Text: I believe in God the Father Almighty, Maker of heaven and earth.


The two most important questions we need to ask are: (1) Who is God? (2) Who am I?*

The article of the Creed we consider today begins to answer those questions: “I believe in God the Father Almighty, Maker of heaven and earth.” This article tells us three things about God: (1) He is Father. (2) He is Almighty. (3) He is Creator. They tell us about ourselves.

1. God is the Father.

1.1 God’s only-begotten Son. I have five sons. God has one Son. But God’s Fatherhood of his Son is different from my fatherhood of my sons. God is the “Father of our Lord Jesus Christ,” and Christ is the only-begotten and eternal Son of the Father. When we say that the Father is the Father of his Son, we do not mean that there is a beginning to the Son’s existence.

When we say the Son is begotten by the Father, we mean that, as a son has the nature of his father, so God’s Son has the nature of his Father. When we say he is the eternally begotten Son, we mean he was Son with the Father’s nature in eternity. When we say he is the only begotten Son, we mean the Father has only one Son who is just like him because the Son shares his Deity.

In eternity the Father and Son exist is the closest possible unity, fellowship, and love. We might say that they “enjoy each other’s company” as a Father and Son who are one in nature, who fully understand each other, and who live in perfect harmony.

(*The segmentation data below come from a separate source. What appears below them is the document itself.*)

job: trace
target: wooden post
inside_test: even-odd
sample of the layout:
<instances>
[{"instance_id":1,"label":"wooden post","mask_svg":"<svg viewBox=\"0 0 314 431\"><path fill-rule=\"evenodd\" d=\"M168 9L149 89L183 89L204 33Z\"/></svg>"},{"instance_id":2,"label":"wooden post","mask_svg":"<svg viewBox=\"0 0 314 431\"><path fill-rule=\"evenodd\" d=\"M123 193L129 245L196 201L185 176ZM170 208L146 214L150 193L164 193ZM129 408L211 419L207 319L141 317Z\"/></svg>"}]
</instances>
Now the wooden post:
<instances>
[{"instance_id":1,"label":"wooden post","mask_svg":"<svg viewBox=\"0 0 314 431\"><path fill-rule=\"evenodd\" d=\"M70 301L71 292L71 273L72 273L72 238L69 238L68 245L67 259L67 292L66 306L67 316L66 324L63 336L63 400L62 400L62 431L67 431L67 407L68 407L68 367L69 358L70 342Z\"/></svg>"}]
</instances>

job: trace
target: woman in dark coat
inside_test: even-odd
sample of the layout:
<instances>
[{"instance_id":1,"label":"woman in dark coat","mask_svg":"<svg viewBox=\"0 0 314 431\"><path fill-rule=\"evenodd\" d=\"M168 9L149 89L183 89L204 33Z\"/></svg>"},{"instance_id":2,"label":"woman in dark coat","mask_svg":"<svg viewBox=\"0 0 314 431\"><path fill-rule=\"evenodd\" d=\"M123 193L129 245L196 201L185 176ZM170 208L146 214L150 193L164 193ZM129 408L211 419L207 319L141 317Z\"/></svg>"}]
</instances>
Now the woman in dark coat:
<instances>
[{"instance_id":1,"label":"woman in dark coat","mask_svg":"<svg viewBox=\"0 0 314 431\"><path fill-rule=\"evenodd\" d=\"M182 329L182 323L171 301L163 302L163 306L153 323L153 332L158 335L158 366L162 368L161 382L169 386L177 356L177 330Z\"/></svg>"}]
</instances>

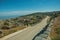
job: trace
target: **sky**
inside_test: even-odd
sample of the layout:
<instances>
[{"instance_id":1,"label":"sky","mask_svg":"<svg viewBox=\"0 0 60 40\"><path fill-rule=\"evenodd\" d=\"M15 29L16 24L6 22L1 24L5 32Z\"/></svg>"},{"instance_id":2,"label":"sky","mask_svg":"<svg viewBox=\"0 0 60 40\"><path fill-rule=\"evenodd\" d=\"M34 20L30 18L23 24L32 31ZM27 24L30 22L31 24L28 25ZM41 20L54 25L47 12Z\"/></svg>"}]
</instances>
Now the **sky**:
<instances>
[{"instance_id":1,"label":"sky","mask_svg":"<svg viewBox=\"0 0 60 40\"><path fill-rule=\"evenodd\" d=\"M0 0L0 16L60 11L60 0Z\"/></svg>"}]
</instances>

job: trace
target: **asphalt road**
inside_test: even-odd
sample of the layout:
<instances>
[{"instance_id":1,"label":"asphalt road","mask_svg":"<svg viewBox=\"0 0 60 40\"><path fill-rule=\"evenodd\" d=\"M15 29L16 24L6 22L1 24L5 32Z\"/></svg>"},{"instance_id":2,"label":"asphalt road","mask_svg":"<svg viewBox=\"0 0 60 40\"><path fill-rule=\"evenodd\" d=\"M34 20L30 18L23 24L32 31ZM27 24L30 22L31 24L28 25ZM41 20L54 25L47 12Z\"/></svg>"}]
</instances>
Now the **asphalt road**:
<instances>
[{"instance_id":1,"label":"asphalt road","mask_svg":"<svg viewBox=\"0 0 60 40\"><path fill-rule=\"evenodd\" d=\"M8 36L5 36L5 37L1 38L0 40L32 40L33 37L47 25L48 18L49 17L47 16L40 23L38 23L32 27L27 27L26 29L15 32Z\"/></svg>"}]
</instances>

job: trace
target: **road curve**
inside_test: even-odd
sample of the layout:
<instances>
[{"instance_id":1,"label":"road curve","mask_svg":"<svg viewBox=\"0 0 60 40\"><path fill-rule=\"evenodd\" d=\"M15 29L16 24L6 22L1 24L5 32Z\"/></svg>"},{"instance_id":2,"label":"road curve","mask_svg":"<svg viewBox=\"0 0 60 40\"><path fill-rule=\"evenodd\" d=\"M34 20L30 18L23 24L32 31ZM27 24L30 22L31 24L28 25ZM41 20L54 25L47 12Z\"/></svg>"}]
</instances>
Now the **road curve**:
<instances>
[{"instance_id":1,"label":"road curve","mask_svg":"<svg viewBox=\"0 0 60 40\"><path fill-rule=\"evenodd\" d=\"M26 29L15 32L8 36L5 36L5 37L1 38L0 40L32 40L33 37L47 25L48 19L49 19L49 17L47 16L40 23L38 23L32 27L27 27Z\"/></svg>"}]
</instances>

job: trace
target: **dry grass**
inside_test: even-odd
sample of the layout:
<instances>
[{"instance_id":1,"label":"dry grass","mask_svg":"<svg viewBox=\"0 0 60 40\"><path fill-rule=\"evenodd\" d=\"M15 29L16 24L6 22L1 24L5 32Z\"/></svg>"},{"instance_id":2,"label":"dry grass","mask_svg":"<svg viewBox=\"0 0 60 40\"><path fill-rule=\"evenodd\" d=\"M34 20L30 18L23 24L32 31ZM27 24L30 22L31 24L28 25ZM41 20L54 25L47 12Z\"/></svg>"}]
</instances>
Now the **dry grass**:
<instances>
[{"instance_id":1,"label":"dry grass","mask_svg":"<svg viewBox=\"0 0 60 40\"><path fill-rule=\"evenodd\" d=\"M60 40L60 16L55 19L50 36L52 40Z\"/></svg>"},{"instance_id":2,"label":"dry grass","mask_svg":"<svg viewBox=\"0 0 60 40\"><path fill-rule=\"evenodd\" d=\"M26 28L26 27L24 27L24 26L20 27L19 26L19 27L15 27L15 28L12 28L12 29L9 29L9 30L3 30L3 35L1 37L4 37L6 35L9 35L11 33L16 32L16 31L20 31L20 30L22 30L24 28Z\"/></svg>"}]
</instances>

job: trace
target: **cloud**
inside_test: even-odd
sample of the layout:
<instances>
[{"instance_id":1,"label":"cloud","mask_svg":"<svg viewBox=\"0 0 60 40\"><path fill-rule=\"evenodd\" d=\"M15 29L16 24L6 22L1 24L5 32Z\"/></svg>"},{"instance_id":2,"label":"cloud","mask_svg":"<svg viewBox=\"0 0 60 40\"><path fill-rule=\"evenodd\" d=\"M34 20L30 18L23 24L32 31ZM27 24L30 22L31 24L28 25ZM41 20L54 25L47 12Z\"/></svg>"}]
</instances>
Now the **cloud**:
<instances>
[{"instance_id":1,"label":"cloud","mask_svg":"<svg viewBox=\"0 0 60 40\"><path fill-rule=\"evenodd\" d=\"M33 12L38 12L38 11L8 11L8 12L0 12L0 16L26 15L26 14L31 14Z\"/></svg>"}]
</instances>

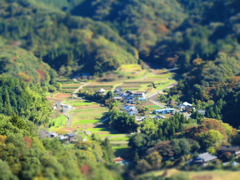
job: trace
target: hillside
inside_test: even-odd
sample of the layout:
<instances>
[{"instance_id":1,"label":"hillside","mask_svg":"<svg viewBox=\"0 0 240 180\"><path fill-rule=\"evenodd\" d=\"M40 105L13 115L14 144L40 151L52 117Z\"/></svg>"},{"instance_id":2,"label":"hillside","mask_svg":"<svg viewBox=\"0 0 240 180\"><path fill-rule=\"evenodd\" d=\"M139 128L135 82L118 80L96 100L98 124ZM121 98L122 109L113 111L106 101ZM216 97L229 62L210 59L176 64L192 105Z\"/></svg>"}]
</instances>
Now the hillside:
<instances>
[{"instance_id":1,"label":"hillside","mask_svg":"<svg viewBox=\"0 0 240 180\"><path fill-rule=\"evenodd\" d=\"M176 113L157 116L168 106ZM0 1L0 179L235 170L224 163L239 158L219 153L240 145L239 107L239 0ZM129 167L114 163L113 149ZM204 152L221 160L189 166Z\"/></svg>"}]
</instances>

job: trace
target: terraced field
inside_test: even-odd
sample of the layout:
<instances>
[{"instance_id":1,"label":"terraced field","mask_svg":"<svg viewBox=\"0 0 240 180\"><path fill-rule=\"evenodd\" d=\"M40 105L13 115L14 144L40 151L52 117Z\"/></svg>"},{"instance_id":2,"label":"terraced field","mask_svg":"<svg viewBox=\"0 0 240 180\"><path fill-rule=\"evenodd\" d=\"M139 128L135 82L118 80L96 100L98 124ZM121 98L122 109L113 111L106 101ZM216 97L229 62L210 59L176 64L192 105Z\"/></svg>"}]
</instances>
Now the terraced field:
<instances>
[{"instance_id":1,"label":"terraced field","mask_svg":"<svg viewBox=\"0 0 240 180\"><path fill-rule=\"evenodd\" d=\"M99 89L114 90L115 87L120 86L124 90L133 91L148 91L148 95L156 94L159 91L167 88L176 81L173 80L174 73L169 73L166 70L154 70L150 72L149 70L142 70L139 65L124 65L121 67L121 73L124 77L131 77L130 79L119 79L111 82L99 82L98 80L91 80L83 87L83 90L88 91L98 91ZM101 123L102 117L108 109L102 107L100 104L95 102L89 102L79 99L73 99L71 94L74 90L78 89L81 85L80 82L75 82L68 79L60 79L59 82L62 83L62 92L64 96L61 98L62 103L71 105L73 109L69 114L73 117L71 127L66 127L66 119L63 116L56 118L53 122L57 132L71 132L75 130L85 130L89 133L98 134L102 139L109 138L113 145L117 155L126 154L128 152L128 140L130 135L119 134L114 129L110 129ZM68 95L68 96L67 96ZM56 98L52 98L57 100ZM159 108L150 102L147 102L149 108Z\"/></svg>"}]
</instances>

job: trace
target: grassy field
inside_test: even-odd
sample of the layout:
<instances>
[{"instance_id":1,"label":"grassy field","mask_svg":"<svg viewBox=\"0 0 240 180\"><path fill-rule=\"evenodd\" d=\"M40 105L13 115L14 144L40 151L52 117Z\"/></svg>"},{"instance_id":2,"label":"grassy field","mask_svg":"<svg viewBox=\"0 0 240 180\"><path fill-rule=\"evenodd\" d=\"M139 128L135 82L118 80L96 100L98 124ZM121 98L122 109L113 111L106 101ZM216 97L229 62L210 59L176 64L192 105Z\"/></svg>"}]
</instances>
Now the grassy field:
<instances>
[{"instance_id":1,"label":"grassy field","mask_svg":"<svg viewBox=\"0 0 240 180\"><path fill-rule=\"evenodd\" d=\"M68 122L68 118L61 114L59 117L51 120L52 127L50 130L55 130L61 127L64 127Z\"/></svg>"},{"instance_id":2,"label":"grassy field","mask_svg":"<svg viewBox=\"0 0 240 180\"><path fill-rule=\"evenodd\" d=\"M111 82L100 82L99 80L91 80L83 90L98 91L103 88L105 90L114 90L115 87L120 86L124 90L133 91L148 91L149 94L154 94L155 92L161 91L171 84L175 83L173 80L174 73L169 73L166 70L142 70L142 67L138 64L122 65L118 73L122 73L122 77ZM74 89L81 86L80 82L75 82L66 78L59 78L58 82L62 84L62 92L66 92L71 96ZM153 88L153 85L155 88ZM128 140L129 137L126 134L119 134L113 129L106 128L104 125L96 125L96 123L101 122L102 117L108 109L102 107L100 104L95 102L89 102L79 99L72 99L66 94L62 93L59 96L62 103L71 105L73 109L69 114L73 117L71 127L66 128L67 121L63 120L63 117L59 117L54 122L54 127L58 131L64 130L86 130L95 134L98 134L101 139L106 137L109 138L110 142L113 144L113 149L118 155L128 152ZM64 98L66 96L66 98ZM53 98L54 99L54 98ZM55 100L55 99L54 99ZM148 107L153 109L159 109L159 106L149 104ZM101 124L101 123L100 123Z\"/></svg>"},{"instance_id":3,"label":"grassy field","mask_svg":"<svg viewBox=\"0 0 240 180\"><path fill-rule=\"evenodd\" d=\"M167 177L176 177L176 179L186 180L240 180L240 172L228 170L213 171L179 171L176 169L152 171L141 175L141 178L158 177L167 174ZM178 177L178 178L177 178Z\"/></svg>"}]
</instances>

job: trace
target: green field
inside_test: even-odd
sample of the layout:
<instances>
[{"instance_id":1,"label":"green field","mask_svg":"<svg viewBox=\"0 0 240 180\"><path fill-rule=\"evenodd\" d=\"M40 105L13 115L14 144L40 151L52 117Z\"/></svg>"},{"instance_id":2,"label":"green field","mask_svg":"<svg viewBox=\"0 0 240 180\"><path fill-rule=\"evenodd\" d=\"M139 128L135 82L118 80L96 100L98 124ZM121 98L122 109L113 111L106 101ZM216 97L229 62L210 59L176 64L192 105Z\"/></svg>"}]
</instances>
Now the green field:
<instances>
[{"instance_id":1,"label":"green field","mask_svg":"<svg viewBox=\"0 0 240 180\"><path fill-rule=\"evenodd\" d=\"M50 122L52 124L51 129L60 128L60 127L63 127L67 124L68 118L61 114L59 117L51 120Z\"/></svg>"},{"instance_id":2,"label":"green field","mask_svg":"<svg viewBox=\"0 0 240 180\"><path fill-rule=\"evenodd\" d=\"M166 172L167 173L166 173ZM230 170L212 170L212 171L179 171L176 169L152 171L143 175L140 175L142 179L151 179L153 177L159 177L163 174L167 174L167 177L174 177L175 179L203 179L203 180L240 180L239 171Z\"/></svg>"}]
</instances>

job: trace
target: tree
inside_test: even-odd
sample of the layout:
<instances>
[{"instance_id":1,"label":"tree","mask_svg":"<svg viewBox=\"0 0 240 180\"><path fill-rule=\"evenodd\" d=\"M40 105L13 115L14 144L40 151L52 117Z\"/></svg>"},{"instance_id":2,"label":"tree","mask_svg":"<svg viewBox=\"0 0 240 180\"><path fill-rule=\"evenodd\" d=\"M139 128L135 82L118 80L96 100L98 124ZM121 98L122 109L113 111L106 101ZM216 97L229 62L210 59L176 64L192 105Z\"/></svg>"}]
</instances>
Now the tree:
<instances>
[{"instance_id":1,"label":"tree","mask_svg":"<svg viewBox=\"0 0 240 180\"><path fill-rule=\"evenodd\" d=\"M8 163L0 159L0 179L1 180L14 180L17 178L13 175Z\"/></svg>"},{"instance_id":2,"label":"tree","mask_svg":"<svg viewBox=\"0 0 240 180\"><path fill-rule=\"evenodd\" d=\"M218 130L211 129L208 132L201 133L200 140L202 141L202 146L205 148L217 148L223 143L223 135Z\"/></svg>"},{"instance_id":3,"label":"tree","mask_svg":"<svg viewBox=\"0 0 240 180\"><path fill-rule=\"evenodd\" d=\"M138 124L134 116L128 115L126 112L120 112L118 110L112 111L110 114L111 126L119 132L130 133L136 132Z\"/></svg>"}]
</instances>

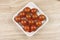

Not only did the Father and Son love each other in eternity. They also loved one another when the Son came to earth as the Messiah. The Son’s joy as the Messiah was to please the Father. The Father delighted fully in the Son, the Messiah, saying, “This is my beloved Son in whom I am well pleased.” The Son addressed the Father as “Abba.” Abba is close in meaning to “Dad” or “Daddy.” It expressed the intimacy and love between the Father in heaven and the Son on earth.

God is the Father of our Lord Jesus Christ.

1.2. God’s adopted sons. God the Father has other children, too. We are sons and daughters of God.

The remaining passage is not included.